Nonsurgical Treatment

Sometimes, non-steroidal anti-inflammatory medicines can alleviate your symptoms. The orthopedic specialist will want to decrease the swelling around the nerve with these medications. Also, he may inject a “steroid”, like cortisone around the ulnar nerve area of compression. It is not uncommon for the doctor to recommend a brace or splint for you to wear at night to keep your elbow straight. Finally, there are certain nerve gliding exercises that may help your nerve slide through the cubital tunnel so that symptoms can improve or resolve completely. These special exercises help keep the wrist and forearm from getting stiff and sore.

Surgical Treatment

For some people, nonsurgical measures are not enough to relieve the symptoms of cubital tunnel syndrome. In these cases, the orthopedic specialist recommends surgery to take the pressure off the ulnar nerve. Also, surgery is indicated for those who have severe nerve compression or muscle wasting due to the condition. The surgical procedures available include:

Endoscopic or Open Cubital Tunnel Release:  In this surgery, the ligament “roof” of the cubital tunnel is divided. This allows for an increased tunnel space and a decreased nerve pressure.   This procedure minimizes the dissection around the nerve and allows for the quickest recovery.  Dr. Weil is one of the only surgeons in the northwest performing Endoscopic Cubital Tunnel Ulnar Nerve Decompression surgery.  This method is the least invasive and allows for the fastest recovery of all ulnar nerve decompression surgeries.  Dr. Weil was highlighted on King 5 news Health Link for his treatment of cubital tunnel syndrome.

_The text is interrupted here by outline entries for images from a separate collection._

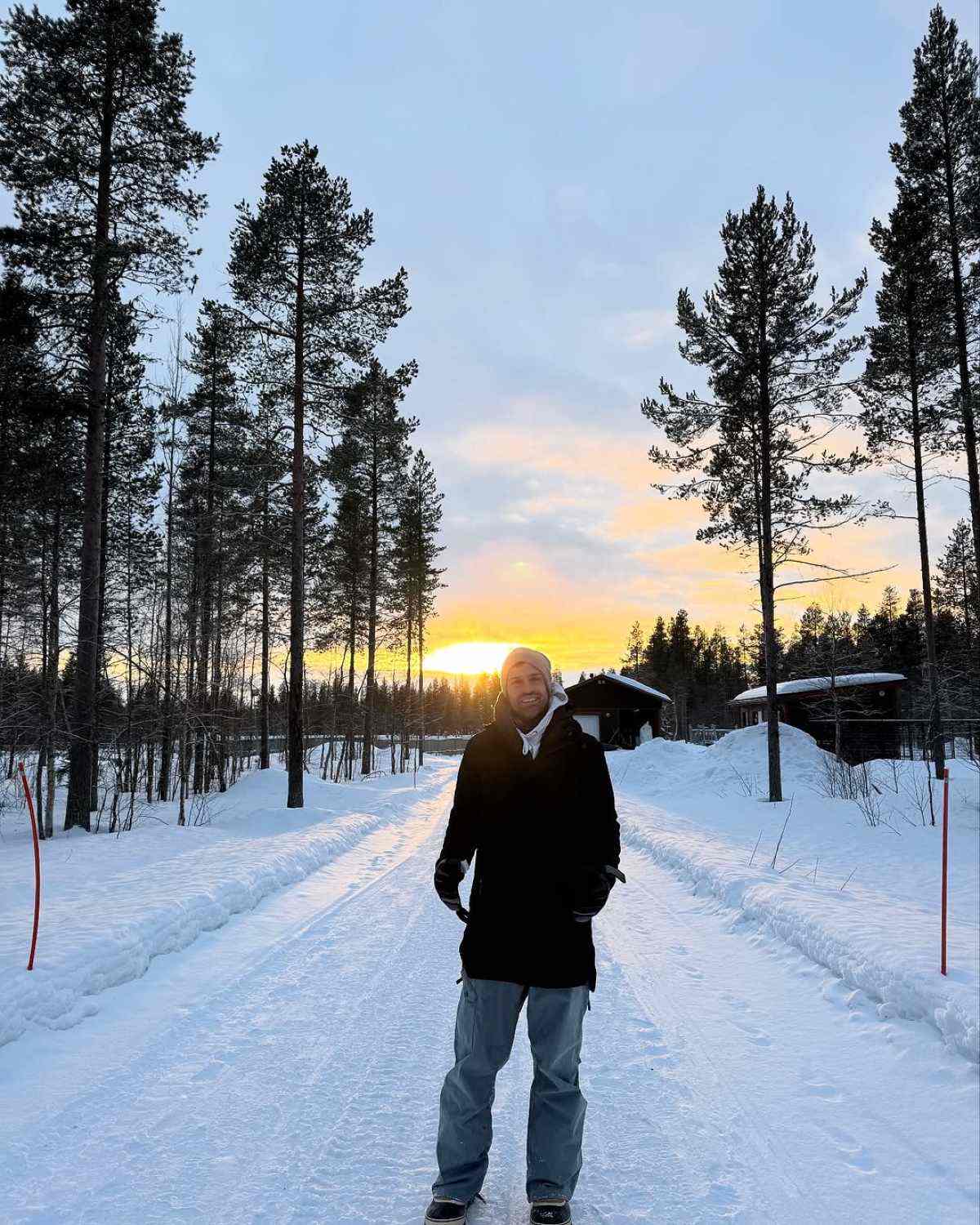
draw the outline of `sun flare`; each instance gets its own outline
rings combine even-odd
[[[516,642],[454,642],[426,655],[425,666],[429,671],[463,676],[499,673],[507,652],[516,646]]]

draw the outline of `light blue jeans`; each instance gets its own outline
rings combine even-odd
[[[572,1198],[582,1169],[586,1099],[578,1088],[578,1063],[589,989],[526,987],[467,975],[456,1009],[456,1066],[439,1100],[434,1196],[469,1203],[483,1186],[494,1134],[496,1076],[511,1056],[524,1000],[534,1057],[528,1199]]]

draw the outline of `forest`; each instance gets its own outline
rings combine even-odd
[[[203,294],[195,179],[221,141],[187,123],[195,59],[162,11],[66,0],[0,23],[0,746],[7,778],[34,763],[48,833],[59,785],[66,828],[93,812],[124,828],[157,800],[183,823],[276,753],[300,807],[307,769],[414,769],[426,735],[473,733],[496,692],[424,671],[442,495],[413,446],[418,365],[379,356],[408,274],[365,281],[374,214],[303,141],[238,206],[225,296]],[[680,735],[725,726],[747,686],[774,707],[778,681],[828,668],[908,675],[937,777],[946,724],[978,718],[976,77],[936,6],[889,148],[895,203],[866,219],[872,323],[853,327],[867,271],[818,300],[815,238],[762,185],[728,212],[702,305],[677,294],[706,386],[662,379],[643,401],[654,488],[701,502],[698,539],[755,560],[761,614],[735,642],[685,610],[633,626],[624,668],[671,693]],[[862,494],[876,467],[911,513]],[[969,507],[942,543],[937,483]],[[873,612],[817,599],[785,630],[805,584],[888,568],[813,559],[815,535],[872,518],[918,555],[904,606],[893,587]]]
[[[7,775],[29,750],[49,834],[64,779],[66,828],[124,828],[137,796],[184,823],[273,750],[299,807],[316,735],[334,778],[380,768],[382,733],[418,764],[425,735],[441,494],[418,368],[377,356],[407,273],[364,282],[374,216],[301,142],[238,206],[228,299],[198,292],[221,145],[160,12],[0,27],[0,744]]]
[[[898,120],[902,140],[888,149],[895,203],[886,221],[865,223],[882,268],[875,322],[854,328],[867,270],[818,296],[813,234],[789,192],[780,205],[760,184],[747,208],[725,216],[724,258],[702,309],[687,288],[677,294],[680,353],[704,371],[706,386],[681,392],[662,377],[641,409],[670,443],[649,450],[654,488],[701,502],[708,522],[697,538],[753,561],[771,715],[777,685],[801,663],[782,649],[777,605],[784,614],[802,587],[826,590],[889,568],[818,561],[812,539],[875,518],[909,533],[921,583],[902,616],[920,635],[926,739],[942,778],[943,719],[964,703],[974,719],[980,712],[980,96],[976,53],[941,5],[914,51]],[[897,499],[867,496],[875,467],[892,474],[903,497],[911,488],[913,513]],[[969,506],[969,521],[947,543],[942,594],[933,592],[927,506],[940,481],[962,489]],[[889,594],[889,625],[900,621],[893,603]],[[867,633],[844,633],[837,616],[829,632],[842,649],[882,655],[869,650]],[[826,655],[827,637],[824,626],[817,653]],[[800,633],[800,652],[812,654],[812,638]],[[767,724],[769,799],[779,801],[779,720]]]

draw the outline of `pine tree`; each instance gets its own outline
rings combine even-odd
[[[375,685],[379,622],[392,598],[392,551],[398,500],[405,485],[408,437],[418,423],[402,417],[398,405],[418,368],[414,363],[388,374],[371,360],[368,374],[344,397],[343,429],[349,464],[348,488],[368,500],[368,660],[364,677],[364,737],[361,773],[374,768]]]
[[[622,668],[628,676],[638,676],[639,666],[643,663],[643,631],[639,622],[633,621],[630,636],[626,639],[626,653],[622,657]]]
[[[930,202],[918,196],[913,187],[903,186],[889,224],[886,227],[875,219],[870,238],[886,271],[876,295],[878,322],[867,330],[869,360],[864,380],[856,388],[864,407],[860,420],[876,458],[899,464],[911,448],[929,660],[929,739],[935,748],[936,778],[942,778],[944,756],[929,562],[925,456],[942,453],[947,448],[942,398],[949,353],[946,295],[932,250]]]
[[[817,452],[812,431],[813,421],[822,419],[823,441],[840,417],[840,371],[864,341],[838,333],[858,309],[867,274],[840,294],[832,288],[829,306],[818,306],[810,230],[797,222],[789,196],[779,209],[762,186],[746,212],[726,216],[722,241],[725,258],[718,284],[704,295],[704,312],[696,310],[686,289],[677,296],[677,323],[686,333],[681,354],[709,369],[714,398],[677,394],[662,379],[662,399],[646,399],[642,409],[681,448],[652,447],[653,463],[698,473],[673,489],[674,497],[698,497],[707,510],[710,522],[697,538],[757,556],[769,799],[782,800],[775,592],[790,582],[777,584],[775,572],[786,562],[813,565],[805,560],[809,530],[859,522],[862,516],[853,495],[817,496],[809,483],[813,473],[850,474],[865,463],[856,451]],[[833,577],[842,572],[833,570]],[[795,582],[811,581],[816,579]]]
[[[292,399],[292,582],[289,628],[289,794],[303,807],[305,609],[304,488],[307,424],[331,421],[339,385],[408,310],[404,270],[358,284],[374,241],[369,211],[354,213],[347,181],[331,178],[307,141],[272,159],[255,211],[238,207],[228,272],[235,301],[282,370]],[[353,660],[352,660],[353,666]]]
[[[124,284],[175,292],[205,197],[185,186],[218,148],[187,127],[194,59],[157,31],[157,0],[66,0],[65,17],[16,5],[2,23],[0,183],[13,194],[13,257],[65,299],[85,337],[88,425],[67,827],[89,827],[102,576],[107,338]],[[51,156],[56,149],[56,156]]]
[[[408,488],[402,500],[398,534],[401,537],[402,568],[414,590],[409,601],[415,612],[415,644],[419,654],[418,669],[418,752],[420,766],[425,741],[425,631],[430,617],[435,616],[436,592],[443,586],[445,571],[435,565],[443,546],[437,543],[442,522],[442,494],[436,486],[436,475],[424,452],[417,451],[408,473]],[[477,715],[477,726],[483,722]]]
[[[948,318],[956,337],[959,412],[970,492],[973,544],[980,568],[980,470],[975,387],[970,382],[968,294],[964,271],[980,252],[980,97],[978,62],[960,42],[956,21],[940,5],[915,50],[913,92],[899,118],[904,140],[891,147],[899,192],[914,191],[932,207],[937,252],[949,283]]]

Ulnar Nerve Anterior Transposition:  With this procedure, the nerve is moved from the cubital tunnel and placed in front of that region. Ulnar nerve anterior transposition allows the nerve to lie under the skin and fat but on the muscle, within the muscle, or under the muscle. Placement will depend on your particular problem and the surgeon’s choice.

Medical Epicondylectomy:  One great option to release the ulnar nerve is to remove part of a bony section called the medial epicondyle. This technique prevents the nerve from becoming caught on one of the bony ridges so that it can adequately stretch with bending motions.

Surgical Recovery

If you must undergo a surgical procedure, the orthopedic specialist may put you in a splint following the surgery. For the endoscopic technique no splint is required, for the transposition technique, you may have to wear it as long as 6 weeks. Also, your doctor may recommend that go to physical therapy to learn exercises that will help you regain strength and motion in your arm.